Biddeford will use a $15,000 grant to create a broadband plan for the city. FILE PHOTO

BIDDEFORD — The city of Biddeford wants to know what areas of the community have high speed internet and areas that don’t. In particular, officials want to know where greater access to high speed internet is needed to meet future demands, as well what is needed to provide greater “digital inclusion” to low-to-moderate income people in the city.

To that end, officials have issued a request for proposals, or RFP, seeking a consultant to prepare a broadband plan. In developing the plan, the consultant would collect relevant data throughout Biddeford, meet with the city’s Broadband Team as needed to facilitate the project, lead a public meeting, and prepare a final written plan with findings and strategies. The plan shall include cost estimates for any proposed expansion of high–speed internet service.
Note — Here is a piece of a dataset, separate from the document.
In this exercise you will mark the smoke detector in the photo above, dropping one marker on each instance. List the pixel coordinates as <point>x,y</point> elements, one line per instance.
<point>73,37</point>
The  completed plan should identify existing high-speed internet assets in the city; identify areas where adequate high-speed internet service is lacking and where augmented high-speed internet service will be required to meet the demands of future “smart” infrastructure; as well as identify the need for greater access to high-speed internet and computer equipment for low-to-moderate income individuals and families that will promote digital inclusion.

The broadband plan is necessary, Economic Development Coordinator Brad Favreau said , because “we don’t even know where high-speed internet is” in the city. Favreau is one of the points of contact for those interested in submitting and RFP.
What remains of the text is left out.